Tech Digest: Nanotechnology, GE Healthcare, NovaMed, PhysioGenix

Tech Digest: Nanotechnology, GE Healthcare, NovaMed, PhysioGenix

UW-Madison nanotechnology exhibit to open Thursday

Madison, Wis. — The UW-Madison Engineering Centers Building will hold an exhibit on advances in nanotechnology, run by the university and Milwaukee’s Discovery World Museum. It opens at 4:30 p.m. on December 16 during a campus open house, with parking in the adjacent Lot 17. Nanotechnology, popularly conceived in science fiction as the manufacture of tiny robots, has led to many advances in materials science, such as stain-resistant pants and self-cleaning windows.

GE Healthcare lands U.S. government contract

MilwaukeeGE Healthcare announced last week that it will supply a pharmacy information system tot he Department of Defense. The agreement, could continue up to 10 years and be worth $80 million, but will proceed one project at a time. GE’s Centricity system is intended for multi-site health-care organizations.

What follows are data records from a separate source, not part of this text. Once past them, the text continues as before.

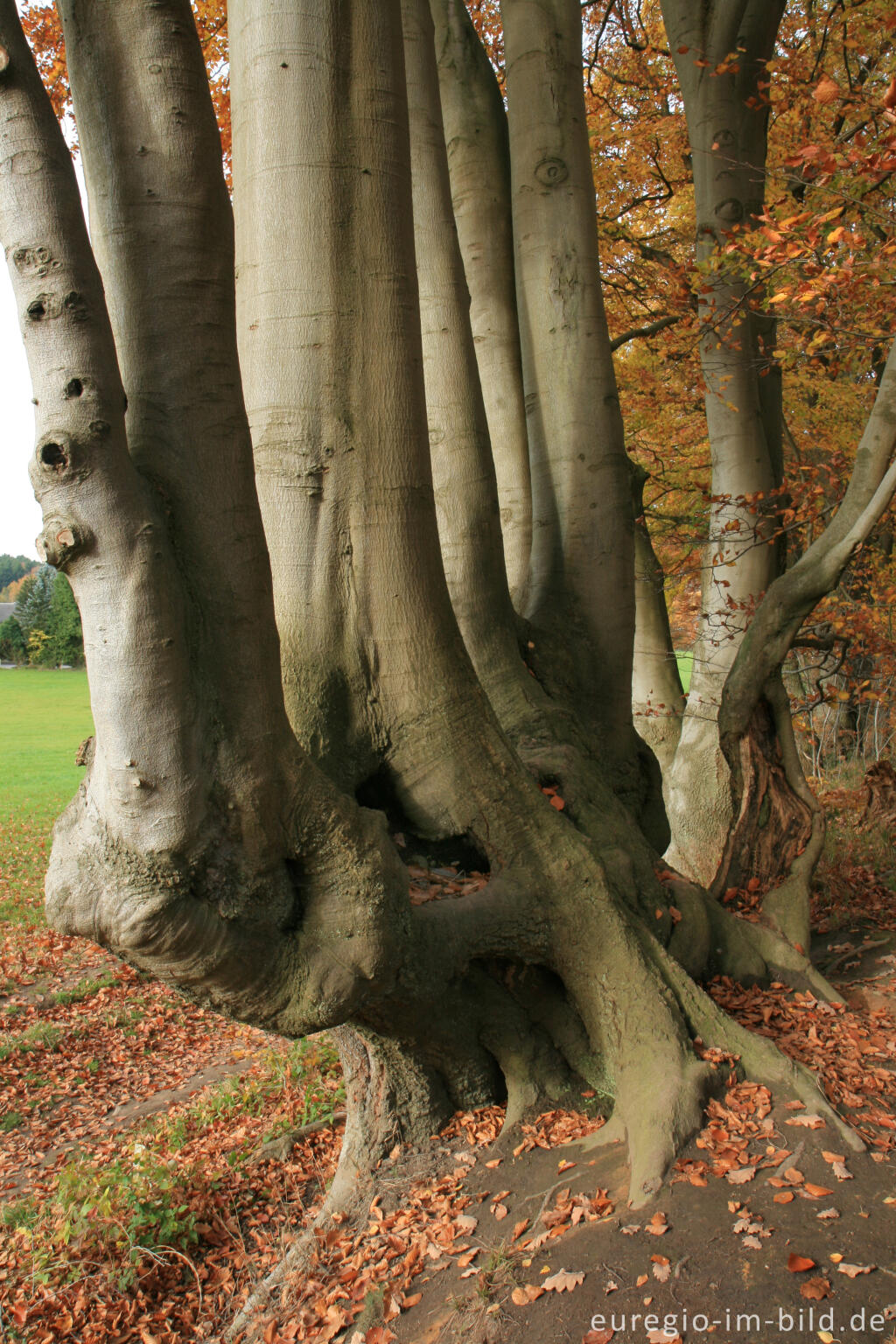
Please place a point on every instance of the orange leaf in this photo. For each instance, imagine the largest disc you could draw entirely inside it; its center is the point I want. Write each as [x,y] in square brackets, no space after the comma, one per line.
[526,1294]
[816,1288]
[564,1281]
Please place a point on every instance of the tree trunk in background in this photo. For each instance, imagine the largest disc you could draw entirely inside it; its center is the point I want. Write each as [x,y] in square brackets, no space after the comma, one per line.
[724,834]
[479,158]
[657,696]
[580,592]
[206,844]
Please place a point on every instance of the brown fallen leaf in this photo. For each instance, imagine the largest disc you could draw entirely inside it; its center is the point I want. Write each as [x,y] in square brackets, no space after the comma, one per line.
[564,1281]
[526,1294]
[816,1288]
[662,1269]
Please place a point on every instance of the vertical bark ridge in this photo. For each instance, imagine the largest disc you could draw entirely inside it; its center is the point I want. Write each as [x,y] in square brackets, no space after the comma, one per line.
[580,576]
[466,500]
[163,235]
[657,696]
[727,127]
[101,523]
[479,155]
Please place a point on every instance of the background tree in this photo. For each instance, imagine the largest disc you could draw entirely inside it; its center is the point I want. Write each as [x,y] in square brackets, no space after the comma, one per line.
[12,641]
[12,570]
[235,636]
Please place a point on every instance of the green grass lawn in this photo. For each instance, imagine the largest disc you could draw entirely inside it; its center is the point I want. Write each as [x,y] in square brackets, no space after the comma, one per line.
[43,718]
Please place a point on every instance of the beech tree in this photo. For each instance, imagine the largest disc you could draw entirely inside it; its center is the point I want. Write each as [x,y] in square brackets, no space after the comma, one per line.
[266,464]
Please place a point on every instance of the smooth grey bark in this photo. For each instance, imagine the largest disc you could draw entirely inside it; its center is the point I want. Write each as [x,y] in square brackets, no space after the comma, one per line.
[580,592]
[657,696]
[464,472]
[256,886]
[727,127]
[755,675]
[479,158]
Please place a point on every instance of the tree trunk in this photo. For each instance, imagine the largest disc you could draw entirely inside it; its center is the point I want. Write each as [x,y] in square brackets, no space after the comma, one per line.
[657,696]
[720,57]
[215,852]
[579,598]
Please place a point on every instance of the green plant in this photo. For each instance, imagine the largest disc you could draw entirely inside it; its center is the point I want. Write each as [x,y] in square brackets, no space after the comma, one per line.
[83,990]
[40,1035]
[22,1214]
[125,1208]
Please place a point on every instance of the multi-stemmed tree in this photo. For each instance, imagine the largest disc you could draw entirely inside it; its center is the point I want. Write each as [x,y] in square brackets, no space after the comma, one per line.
[291,574]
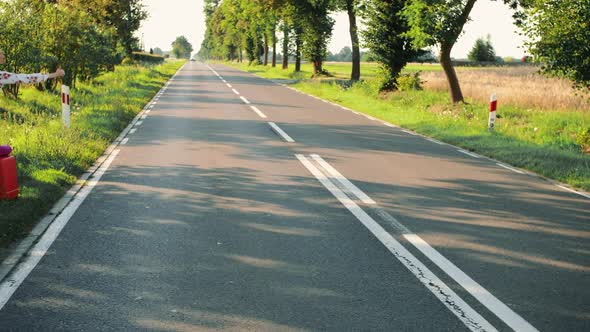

Pharmacy information systems are used to reduce medication errors, many of which occur at the bedside, the company said.

Chicago-based NovaMed buys controlling interest in Madison surgery center

Madison, Wis.NovaMed, Inc., has acquired 51 percent of the Madison Laser Eye Center, 1200 John Q Hammons Drive, which performs eye surgeries, the company announced on Friday. This is Chicago-based NovaMed’s first acquisition in Wisconsin and its 24th overall. The company, which operates centers in 13 states in partnership with physicians, said it would work in Madison with ophthalmologists C. Joseph Anderson and Michael Shapiro.

PhysioGenix recruits CEO from Massachusetts

Milwaukee — PhysioGenix, a biotech spin-out of the Medical College of Wisconsin working in drug discovery, has named John J. Seman its presient and chief executive officer. Seman comes most recently from HealthBridge, a pharmaceutical company in Massachusetts, where he was president and CEO. He has also founded and run a data-management company, Avantec.